Cappucino - 01

5.9K 179 0
                                    

Perempuan itu menatap gerbang hitam yang sudah tertutup rapat. Ia melirik pergelangan tangan kiri—ke arah jam tangan biru kalemnya. Pukul tujuh lewat duapuluh menit. Dengusan kecil keluar dari bibir tipisnya, perempuan itu berbalik badan, kemudian melangkah menuju belakang sekolahnya.

Semoga gak ketahuan, perempuan itu berdoa dalam hati.

Perempuan tersebut—Sadira, memandang gerbang belakang sekolah yang jarang dikunci. Tangan kanan ia ulurkan ke depan untuk membuka gerbang hitam yang sudah berkarat.

Krek ....

Sadira menahan nafas karena bunyi yang ditimbulkan. Kemudian ia melangkah pelan-pelan ke dalam sekolah. Takut, kalau ada guru yang melihatnya tengah menyelusup lewat gerbang belakang. Sadira akan terkena masalah jika hal itu terjadi.

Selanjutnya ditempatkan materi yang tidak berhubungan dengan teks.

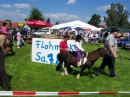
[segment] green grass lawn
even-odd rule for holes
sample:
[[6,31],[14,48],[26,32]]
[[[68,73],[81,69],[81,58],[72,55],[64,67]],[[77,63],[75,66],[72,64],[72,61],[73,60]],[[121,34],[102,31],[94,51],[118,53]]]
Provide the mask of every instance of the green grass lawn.
[[[89,52],[101,47],[101,44],[84,44],[85,51]],[[98,92],[98,91],[130,91],[130,61],[116,59],[115,71],[117,79],[109,77],[109,70],[106,67],[102,76],[95,76],[102,58],[99,58],[93,66],[93,76],[88,76],[86,69],[80,79],[75,75],[80,71],[74,68],[75,73],[68,76],[61,76],[55,71],[56,65],[31,62],[31,45],[26,47],[13,47],[15,55],[6,54],[5,66],[10,78],[11,91],[75,91],[75,92]],[[130,51],[119,48],[120,54],[124,57],[130,56]],[[3,91],[2,87],[0,88]],[[91,95],[91,97],[129,97],[130,95]],[[75,97],[75,96],[73,96]],[[86,97],[86,96],[81,96]],[[90,95],[88,95],[90,97]]]

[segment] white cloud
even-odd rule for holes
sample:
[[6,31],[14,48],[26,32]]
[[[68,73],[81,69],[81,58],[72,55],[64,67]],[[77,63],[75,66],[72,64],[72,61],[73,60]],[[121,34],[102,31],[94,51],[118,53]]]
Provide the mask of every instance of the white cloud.
[[69,0],[66,4],[75,4],[76,0]]
[[99,6],[96,9],[99,11],[106,11],[107,9],[110,9],[111,5],[105,5],[105,6]]
[[12,5],[10,5],[10,4],[0,4],[0,7],[10,8],[10,7],[12,7]]
[[31,6],[29,4],[19,3],[19,4],[14,4],[14,7],[16,7],[16,8],[30,8]]
[[30,0],[30,1],[38,1],[38,0]]
[[[111,7],[111,5],[104,5],[104,6],[99,6],[99,7],[97,7],[96,9],[98,10],[98,11],[106,11],[107,9],[110,9],[110,7]],[[124,6],[124,10],[126,10],[127,8]]]
[[1,20],[9,19],[13,22],[18,22],[18,21],[24,21],[24,19],[27,17],[26,14],[20,13],[20,11],[5,11],[5,10],[0,10],[0,18]]
[[17,9],[16,12],[20,12],[20,10]]
[[80,17],[77,15],[71,15],[67,13],[57,13],[57,14],[44,14],[46,18],[50,18],[52,23],[60,21],[60,23],[70,22],[73,20],[80,20]]

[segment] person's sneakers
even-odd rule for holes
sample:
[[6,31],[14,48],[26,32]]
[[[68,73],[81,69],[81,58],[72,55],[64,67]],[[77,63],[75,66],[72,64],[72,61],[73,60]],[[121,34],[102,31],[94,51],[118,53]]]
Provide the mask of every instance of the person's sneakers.
[[99,72],[96,73],[96,76],[101,76],[101,74]]
[[75,73],[75,71],[72,71],[72,72],[69,72],[70,74],[73,74],[73,73]]
[[113,76],[113,77],[111,77],[111,78],[118,78],[117,76]]

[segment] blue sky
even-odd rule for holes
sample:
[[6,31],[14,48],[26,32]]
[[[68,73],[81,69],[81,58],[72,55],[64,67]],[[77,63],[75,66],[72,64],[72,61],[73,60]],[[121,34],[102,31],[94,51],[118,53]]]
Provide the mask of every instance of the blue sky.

Tiba di koridor sekolah, Sadira menghela nafas lega. Ia berjalan santai menuju kelasnya. Namun, suara bising dari arah lapangan membuat Sadira memutar tubuhnya.

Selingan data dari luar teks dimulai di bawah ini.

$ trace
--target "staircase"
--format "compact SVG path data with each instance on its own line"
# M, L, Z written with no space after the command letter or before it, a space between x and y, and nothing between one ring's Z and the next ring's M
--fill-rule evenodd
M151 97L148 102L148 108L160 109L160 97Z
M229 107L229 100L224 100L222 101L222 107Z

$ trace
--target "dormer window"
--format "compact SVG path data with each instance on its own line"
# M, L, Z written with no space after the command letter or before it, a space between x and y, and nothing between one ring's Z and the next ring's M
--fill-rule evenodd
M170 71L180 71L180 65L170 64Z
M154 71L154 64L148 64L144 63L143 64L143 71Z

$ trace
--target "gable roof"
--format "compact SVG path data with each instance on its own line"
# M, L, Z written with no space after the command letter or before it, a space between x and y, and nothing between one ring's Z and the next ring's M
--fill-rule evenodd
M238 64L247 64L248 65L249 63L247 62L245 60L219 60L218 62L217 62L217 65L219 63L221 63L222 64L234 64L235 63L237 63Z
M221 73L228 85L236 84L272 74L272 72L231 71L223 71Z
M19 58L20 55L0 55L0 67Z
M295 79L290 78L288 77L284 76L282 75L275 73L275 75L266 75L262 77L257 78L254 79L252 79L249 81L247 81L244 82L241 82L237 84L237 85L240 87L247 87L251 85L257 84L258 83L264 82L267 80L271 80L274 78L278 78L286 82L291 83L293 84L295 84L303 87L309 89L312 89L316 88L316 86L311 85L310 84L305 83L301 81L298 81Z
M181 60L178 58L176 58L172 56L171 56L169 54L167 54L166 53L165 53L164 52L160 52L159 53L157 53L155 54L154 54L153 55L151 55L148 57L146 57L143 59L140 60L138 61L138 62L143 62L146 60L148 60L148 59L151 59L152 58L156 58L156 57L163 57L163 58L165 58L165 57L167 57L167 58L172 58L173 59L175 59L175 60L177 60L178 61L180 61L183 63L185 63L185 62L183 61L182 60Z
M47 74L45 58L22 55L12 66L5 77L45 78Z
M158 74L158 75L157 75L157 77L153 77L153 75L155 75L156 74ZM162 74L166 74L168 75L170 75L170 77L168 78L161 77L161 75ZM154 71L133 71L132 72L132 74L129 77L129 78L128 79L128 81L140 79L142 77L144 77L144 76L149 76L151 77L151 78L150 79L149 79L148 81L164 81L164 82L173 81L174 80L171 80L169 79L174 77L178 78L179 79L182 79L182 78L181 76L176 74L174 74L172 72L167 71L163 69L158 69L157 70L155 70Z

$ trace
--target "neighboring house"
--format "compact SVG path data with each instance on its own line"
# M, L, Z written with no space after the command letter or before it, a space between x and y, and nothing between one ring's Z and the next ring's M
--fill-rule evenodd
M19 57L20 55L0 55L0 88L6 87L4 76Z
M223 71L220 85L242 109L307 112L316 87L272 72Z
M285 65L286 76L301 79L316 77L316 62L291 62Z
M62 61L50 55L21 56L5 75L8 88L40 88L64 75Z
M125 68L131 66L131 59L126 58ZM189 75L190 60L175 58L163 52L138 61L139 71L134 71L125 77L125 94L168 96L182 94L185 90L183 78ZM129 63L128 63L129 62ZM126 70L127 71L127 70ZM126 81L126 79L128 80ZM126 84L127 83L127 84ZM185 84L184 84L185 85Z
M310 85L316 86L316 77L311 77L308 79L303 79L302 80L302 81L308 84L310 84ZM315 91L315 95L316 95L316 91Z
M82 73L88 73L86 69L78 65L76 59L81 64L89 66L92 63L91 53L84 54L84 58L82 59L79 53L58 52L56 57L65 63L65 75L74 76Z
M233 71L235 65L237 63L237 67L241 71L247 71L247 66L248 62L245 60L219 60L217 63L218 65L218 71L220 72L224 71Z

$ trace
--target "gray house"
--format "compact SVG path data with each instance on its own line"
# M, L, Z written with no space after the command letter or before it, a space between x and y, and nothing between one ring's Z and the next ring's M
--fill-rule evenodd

Disana—lapangan utama, beberapa orang berkumpul hingga membuat lingkaran. Dengan penasaran, langkah kaki Sadira membawa cewek itu mendekat ke lingkaran tersebut.

"Lo mau gak jadi pacar gue?"

Mendengar kalimat itu rasa penasaran Sadira semakin bergejolak. Tubuh mungilnya bermanfaat untuk keadaan seperti ini. Dengan mudah, Sadira sudah berdiri di barisan paling depan. Matanya membulat saat melihat Primadona sekolah—Maura, berhadapan dengan cogan urutan pertama. Sadira tidak habis pikir dengan Maura—cewek tinggi berwajah cantik, berani melakukan hal seperti ini. Hal yang seharusnya dilakukan oleh laki-laki.

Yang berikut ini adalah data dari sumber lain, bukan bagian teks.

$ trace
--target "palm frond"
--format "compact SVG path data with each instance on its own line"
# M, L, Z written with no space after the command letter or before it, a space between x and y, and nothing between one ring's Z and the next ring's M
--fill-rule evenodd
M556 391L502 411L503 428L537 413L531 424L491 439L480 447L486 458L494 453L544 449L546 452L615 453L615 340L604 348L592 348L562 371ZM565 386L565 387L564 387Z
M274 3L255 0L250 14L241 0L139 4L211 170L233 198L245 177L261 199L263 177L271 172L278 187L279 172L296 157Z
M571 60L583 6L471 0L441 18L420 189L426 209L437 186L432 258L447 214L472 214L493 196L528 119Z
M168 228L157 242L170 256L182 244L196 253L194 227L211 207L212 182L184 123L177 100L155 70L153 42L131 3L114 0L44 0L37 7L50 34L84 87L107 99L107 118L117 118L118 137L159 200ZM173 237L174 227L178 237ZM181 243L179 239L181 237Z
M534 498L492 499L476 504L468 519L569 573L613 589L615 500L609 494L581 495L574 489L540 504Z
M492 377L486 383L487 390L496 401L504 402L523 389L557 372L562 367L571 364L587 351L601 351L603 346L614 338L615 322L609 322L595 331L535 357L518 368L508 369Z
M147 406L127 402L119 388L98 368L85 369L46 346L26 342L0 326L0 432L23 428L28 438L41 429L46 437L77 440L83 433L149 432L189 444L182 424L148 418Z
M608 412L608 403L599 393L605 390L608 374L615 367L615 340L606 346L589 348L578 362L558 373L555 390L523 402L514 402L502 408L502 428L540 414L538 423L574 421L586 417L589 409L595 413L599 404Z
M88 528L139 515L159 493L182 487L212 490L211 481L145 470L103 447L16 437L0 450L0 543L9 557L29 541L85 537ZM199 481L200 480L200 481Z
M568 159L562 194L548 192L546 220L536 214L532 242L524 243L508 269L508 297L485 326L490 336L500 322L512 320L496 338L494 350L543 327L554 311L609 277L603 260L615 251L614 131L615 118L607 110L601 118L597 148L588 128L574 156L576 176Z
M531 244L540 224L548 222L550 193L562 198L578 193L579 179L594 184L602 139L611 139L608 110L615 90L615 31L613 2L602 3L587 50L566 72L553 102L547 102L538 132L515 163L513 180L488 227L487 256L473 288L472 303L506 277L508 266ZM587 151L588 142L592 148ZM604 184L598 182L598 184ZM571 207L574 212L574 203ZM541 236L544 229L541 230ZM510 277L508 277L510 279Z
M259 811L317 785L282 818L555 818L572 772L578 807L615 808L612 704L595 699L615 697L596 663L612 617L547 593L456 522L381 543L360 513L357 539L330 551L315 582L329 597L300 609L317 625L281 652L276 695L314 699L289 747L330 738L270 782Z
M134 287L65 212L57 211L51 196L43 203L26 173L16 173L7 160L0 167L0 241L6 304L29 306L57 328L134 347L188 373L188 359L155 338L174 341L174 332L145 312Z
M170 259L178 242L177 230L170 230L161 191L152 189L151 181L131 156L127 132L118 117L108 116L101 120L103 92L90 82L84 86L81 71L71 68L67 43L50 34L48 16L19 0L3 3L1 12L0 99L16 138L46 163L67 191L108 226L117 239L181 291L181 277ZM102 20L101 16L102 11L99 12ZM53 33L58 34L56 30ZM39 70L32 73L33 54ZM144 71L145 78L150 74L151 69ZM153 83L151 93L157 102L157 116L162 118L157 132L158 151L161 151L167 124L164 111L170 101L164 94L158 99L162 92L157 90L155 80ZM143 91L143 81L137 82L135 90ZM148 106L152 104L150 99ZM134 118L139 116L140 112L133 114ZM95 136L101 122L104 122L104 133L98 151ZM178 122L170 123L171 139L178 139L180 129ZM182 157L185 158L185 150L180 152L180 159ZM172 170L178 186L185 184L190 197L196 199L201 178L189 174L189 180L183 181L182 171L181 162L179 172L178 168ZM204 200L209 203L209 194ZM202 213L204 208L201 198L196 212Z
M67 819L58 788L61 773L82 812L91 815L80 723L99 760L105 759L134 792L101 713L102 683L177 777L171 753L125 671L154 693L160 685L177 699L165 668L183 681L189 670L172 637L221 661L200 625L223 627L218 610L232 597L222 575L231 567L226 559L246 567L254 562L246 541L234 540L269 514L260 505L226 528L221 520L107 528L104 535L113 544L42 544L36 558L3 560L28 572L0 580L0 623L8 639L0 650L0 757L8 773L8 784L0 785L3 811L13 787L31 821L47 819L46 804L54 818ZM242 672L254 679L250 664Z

Keadaan semakin memanas ketika cowok itu malah pergi begitu saja. Tanpa menjawab permintaan Maura. Tentu, mata Sadira semakin membulat.

"Ra ... lo gak pa-pa?"

"Udah 'lah, Ra, mending sama gue aja."

"Aduh, sakit gak ya? Ditolak mentah-mentah begitu?"

Masih banyak komentar yang berseliweran bersamaan dengan bubarnya orang-orang itu. Tapi tidak dengan Sadira. Cewek berambut cokelat tersebut malah diam ditempat. Setelah beberapa sekon, Sadira baru melangkah kembali. Berjalan dengan pikiran kosong menuju kelasnya.

Saat Sadira berpikir ia tengah beruntung karena aksi masuk diam-diamnya tidak ketahuan oleh guru, justru ia salah besar. Tatapan galak Bu Ayu menusuk mata Sadira ketika cewek itu hendak naik ke lantai dua.

"Kamu!" Bu Ayu menuruni anak tangga dengan cepat. "Kenapa masih diluar kelas?"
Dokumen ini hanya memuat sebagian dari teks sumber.